Serbia Commits to Inflation Targeting With Interest Rate

Serbia’s central bank said it would keep its inflation-targeting monetary-policy framework and use the one-week repurchase rate as its key policy instrument in steering inflation toward target levels in the medium term.

The main goal is to achieve targeted inflation in the medium term, while the interest rate will be changed “in a consistent and predictable manner, depending on economic conditions and the inflation outlook,” the Narodna Banka Srbije in the capital Belgrade said in its semi-annual Monetary Policy Report.

The interest rate direction will depend on “the pace and strength of fiscal consolidation, agreement with the International Monetary Fund and food prices and their impact on inflationary expectations,” the bank said in a report posted on its website today.

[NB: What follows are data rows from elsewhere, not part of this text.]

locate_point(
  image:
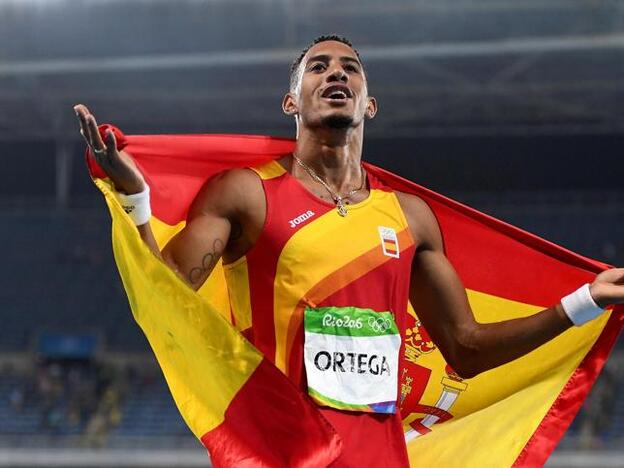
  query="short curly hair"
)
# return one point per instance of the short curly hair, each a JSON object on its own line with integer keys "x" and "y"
{"x": 294, "y": 68}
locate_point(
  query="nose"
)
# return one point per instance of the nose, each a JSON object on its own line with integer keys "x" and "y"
{"x": 337, "y": 74}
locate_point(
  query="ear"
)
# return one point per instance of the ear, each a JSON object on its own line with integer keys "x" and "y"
{"x": 371, "y": 108}
{"x": 289, "y": 105}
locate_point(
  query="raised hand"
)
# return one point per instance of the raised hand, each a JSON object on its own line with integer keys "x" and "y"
{"x": 608, "y": 287}
{"x": 118, "y": 165}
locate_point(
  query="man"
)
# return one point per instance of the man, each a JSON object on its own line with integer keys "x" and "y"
{"x": 298, "y": 238}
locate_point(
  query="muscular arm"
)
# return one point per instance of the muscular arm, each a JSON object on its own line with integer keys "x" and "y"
{"x": 439, "y": 297}
{"x": 224, "y": 220}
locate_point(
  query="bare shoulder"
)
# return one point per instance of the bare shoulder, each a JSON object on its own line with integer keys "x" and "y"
{"x": 421, "y": 220}
{"x": 229, "y": 194}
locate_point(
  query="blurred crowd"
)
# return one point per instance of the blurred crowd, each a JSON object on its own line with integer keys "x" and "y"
{"x": 71, "y": 397}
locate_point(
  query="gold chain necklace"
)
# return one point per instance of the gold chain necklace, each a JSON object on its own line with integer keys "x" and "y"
{"x": 338, "y": 199}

The central bank has encouraged Prime Minister Ivica Dacic, whose Cabinet took office in July, to negotiate an agreement with the IMF, which will convince investors in the government’s deficit and debt-cutting plans and help gain access to cheaper cash. The IMF wants to see how Serbia handles its budget deficit and is seeking a restoration of the central bank’s autonomy before it commits to a new program.

Inflation

Inflation will continue to rise through the end of the first half of next year and return to within a “tolerance band” by the end of 2013. The bank sees inflation between 9 percent and 10 percent by the end of this year. It accelerated to 7.9 percent in August from a 30-year low of 2.7 percent in April.

The central bank will target inflation at 4 percent plus or minus 1.5 percentage points through 2014, with consumer prices almost double the levels in developed economies because Serbia will not “complete structural reforms or price stabilization, or nominal, real and structural convergence with the European Union,” it said.